The first stop was New York International School in Siem Reap, Cambodia where 12 students are being sponsored by CCEF. Alexis and I were able to observe a class with some of the sponsored students and then meet with the staff and principal.  The school has grades kindergarten through 12th grade.  We asked what the difference is between the public and private schools and the staff explained: security, holding students accountable (for example when they are absent the school calls the parents), and number of students per teacher and class. The students were getting more 1-on-1 support and courses in both English and Khmer (the local language). Later in the day, we visited Sunrise Children’s Village where CCEF sponsors 10 students. This is an orphanage that takes not only children without parents but also children whose families who cannot afford to take care of them or provide education – “economic orphans”.

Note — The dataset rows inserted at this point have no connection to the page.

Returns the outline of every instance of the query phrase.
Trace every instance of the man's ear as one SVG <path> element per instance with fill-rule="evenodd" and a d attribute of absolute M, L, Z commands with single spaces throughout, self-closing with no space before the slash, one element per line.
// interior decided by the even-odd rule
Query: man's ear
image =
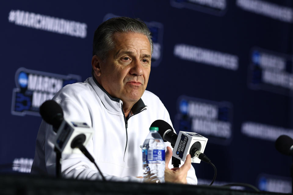
<path fill-rule="evenodd" d="M 95 55 L 92 56 L 92 67 L 94 71 L 94 74 L 97 76 L 99 76 L 102 74 L 100 67 L 102 62 L 102 60 L 97 55 Z"/>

That night we had dinner with Somalin, the first scholarship recipient, and her family.  Somalin, received a full scholarship since she was 3 to attend private school, and now has amazing English skills. Her dad often stopped to ask her how to say a word. Her dad said that she is determined to do well, doing more homework than is required and studying more than necessary every night.  Somalin’s father is a tuktuk driver – a common form of transportation in Cambodia which barely provides sufficient income for an entire family. Because of her education, her father now learned English too, and they both teach the whole family at home. Her dad also stays up late to help her with homework and says sometimes he has to keep the dictionary out to be able to complete it with her when it is very difficult.

Somalin’s education has installed the importance of education in their family. She was the first to receive formal schooling, formal English, and math training. It was incredible and inspiring to meet the children who can afford to go to school now, receive an education, and contribute to breaking the cycle of poverty.